Written in Summer, 1986.

Synergy #1
, HBJ Books, 1987.

In Lynchburg I rented an office in an empty, crumbling, kudzu-covered house owned by The Design Group, a commercial art office consisting of people who were friends of mine, and I got the notion to set a character into it.

This is the last of my Killeville stories, although the town does appear again in my alternate history novel,
The Hollow Earth
.

Instability
(Written with Paul Di Filippo)

Jack and Neal, loose and blasted, sitting on the steps of the ramshackle porch of Bill Burroughs’s Texas shack. Burroughs is out in the yard, catatonic in his orgone box, a copy of the Mayan codices in his lap. He’s already fixed M twice today. Neal is cleaning the seeds out of a shoebox full of maryjane. Time is thick and slow as honey. In the distance the rendering company’s noon whistle blows long, shrill and insistent. The rendering company is a factory where they cut up the cows that’re too diseased to ship to Chicago. Shoot and cut and cook to tallow and canned cancer consommé.

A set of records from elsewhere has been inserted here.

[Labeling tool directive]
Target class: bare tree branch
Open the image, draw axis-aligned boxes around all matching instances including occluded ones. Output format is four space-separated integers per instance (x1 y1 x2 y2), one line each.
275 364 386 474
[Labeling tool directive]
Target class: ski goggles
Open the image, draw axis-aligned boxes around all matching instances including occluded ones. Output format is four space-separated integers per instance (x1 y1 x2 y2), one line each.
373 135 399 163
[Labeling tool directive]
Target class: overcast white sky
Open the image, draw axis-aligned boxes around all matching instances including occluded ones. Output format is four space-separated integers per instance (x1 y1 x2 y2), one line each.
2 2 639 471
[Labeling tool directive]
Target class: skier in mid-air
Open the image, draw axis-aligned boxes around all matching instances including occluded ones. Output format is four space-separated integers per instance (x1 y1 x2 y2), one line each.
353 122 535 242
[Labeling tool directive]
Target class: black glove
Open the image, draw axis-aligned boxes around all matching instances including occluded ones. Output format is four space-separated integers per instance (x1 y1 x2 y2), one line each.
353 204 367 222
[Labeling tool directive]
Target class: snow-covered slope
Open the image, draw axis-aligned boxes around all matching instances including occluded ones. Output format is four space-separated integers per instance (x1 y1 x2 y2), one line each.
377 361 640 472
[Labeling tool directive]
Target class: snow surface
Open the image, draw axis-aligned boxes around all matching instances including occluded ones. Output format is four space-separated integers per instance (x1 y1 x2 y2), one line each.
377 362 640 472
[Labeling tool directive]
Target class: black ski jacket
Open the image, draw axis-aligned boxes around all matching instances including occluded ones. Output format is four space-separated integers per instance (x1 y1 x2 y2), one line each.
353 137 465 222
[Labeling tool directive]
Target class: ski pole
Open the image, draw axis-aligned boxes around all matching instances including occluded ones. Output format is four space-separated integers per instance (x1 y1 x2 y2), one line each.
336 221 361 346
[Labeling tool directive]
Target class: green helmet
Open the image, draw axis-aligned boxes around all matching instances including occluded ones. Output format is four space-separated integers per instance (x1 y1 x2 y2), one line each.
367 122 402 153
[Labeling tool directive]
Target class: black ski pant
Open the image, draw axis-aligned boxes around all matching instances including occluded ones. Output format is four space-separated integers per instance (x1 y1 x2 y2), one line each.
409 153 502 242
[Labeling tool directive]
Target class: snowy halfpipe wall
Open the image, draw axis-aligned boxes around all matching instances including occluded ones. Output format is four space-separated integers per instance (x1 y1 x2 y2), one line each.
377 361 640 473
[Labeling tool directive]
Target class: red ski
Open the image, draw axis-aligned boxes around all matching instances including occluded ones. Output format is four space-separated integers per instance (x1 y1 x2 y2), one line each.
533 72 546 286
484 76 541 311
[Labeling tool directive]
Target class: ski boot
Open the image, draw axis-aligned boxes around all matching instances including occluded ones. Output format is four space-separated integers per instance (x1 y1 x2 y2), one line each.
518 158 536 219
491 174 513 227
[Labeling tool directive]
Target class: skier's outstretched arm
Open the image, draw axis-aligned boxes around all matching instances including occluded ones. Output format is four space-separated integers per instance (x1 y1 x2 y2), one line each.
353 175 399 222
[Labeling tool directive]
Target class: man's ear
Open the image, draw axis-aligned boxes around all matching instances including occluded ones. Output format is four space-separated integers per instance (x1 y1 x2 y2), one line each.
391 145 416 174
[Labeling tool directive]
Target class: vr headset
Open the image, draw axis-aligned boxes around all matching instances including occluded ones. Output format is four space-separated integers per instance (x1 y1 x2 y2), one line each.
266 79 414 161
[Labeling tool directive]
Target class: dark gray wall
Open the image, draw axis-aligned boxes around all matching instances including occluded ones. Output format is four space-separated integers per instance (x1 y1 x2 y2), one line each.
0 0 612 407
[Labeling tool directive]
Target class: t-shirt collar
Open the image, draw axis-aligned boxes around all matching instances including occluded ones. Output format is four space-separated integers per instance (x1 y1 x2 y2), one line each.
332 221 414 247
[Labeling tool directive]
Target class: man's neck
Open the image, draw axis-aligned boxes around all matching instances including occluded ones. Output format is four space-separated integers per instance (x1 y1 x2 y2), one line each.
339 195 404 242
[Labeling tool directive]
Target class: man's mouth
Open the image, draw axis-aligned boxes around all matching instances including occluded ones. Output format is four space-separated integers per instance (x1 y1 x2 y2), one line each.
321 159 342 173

Burroughs rises to his feet like a figure in a well-greased Swiss clock. “There is scrabbling,” goes Bill. “There is scrabbling behind the dimensions. Bastards made a hole somewhere. You ever read Lovecraft’s
Color Out of Space
, Jack?”

“I read it in jail,” says Neal, secretly proud. “Dig, Bill, your mention of that document ties in so exactly with my most recent thought mode that old Jung would hop a hard-on.”

“Mhwee-heee-heee,” says Jack. “The Shadow knows.”

“I’m talking about this bomb foolishness,” harrumphs Burroughs, stalking stifflegged over to stand on the steps. “The paper on the floor in the roadhouse john last night said there’s a giant atom-bomb test taking place tomorrow at White Sands. They’re testing out the fucking ‘trigger bomb’ to use on that godawful new
hydrogen
bomb Edward Teller wants against the Rooshians. Pandora’s Box, boys, and we’re not talking cooze. That bomb’s going off in New Mexico tomorrow and right here and now the shithead meatflayers’ noon whistle is getting us all ready for World War Three, and if we’re all ready for that, then we’re by Gawd ready to be a great civilian army, yes, soldiers for Joe McCarthy and Harry J. Anslinger, poised to stomp out the reds ‘n’ queers ‘n’ dopefiends. Science brings us this. I wipe my queer junkie ass with science, boys. The Mayans had it aaall figured out a loooong time ago. Now take this von Neumann fella …”

“You mean Django Reinhardt?” goes Jack, stoned and rude. “Man, this is your life, their life, my life, a dog’s life, God’s life, the Life of Riley. The Army’s genius von Neumann of the desert, Bill, it was in the Sunday paper. Neal and I were rolling sticks on in Tuscaloosa, I just got an eidetic memory flash of it, you gone wigged cat, it was right before Neal nailed that cute Dairy Queen waitress with the Joan Crawford nose. She rimmed him and I watched.”

Neal goes: “Joan Crawford, Joan Crawfish, Joan Fishook, Joan Rawshanks in the fog. McVoutie!” He’s toking a hydrant roach and his jaywrapping fingers are laying rapid cable. Half the damn box is already twisted up.

Jack warps a brutal moodswing. There’s no wine.
Ti Jack could use a widdly sup pour bon peek, like please, you ill cats, get me off this Earth
…Is he saying this aloud, in front of Neal and Burroughs?

“And fuck the chicken giblets,” chortles Neal obscurely, joyously, in there, and then suggests, by actions as much as by words,
is he really talking, Jack?
“That we get back to what’s really important such as rolling up this here, ahem, um, urp, Mexican seegar, yes!”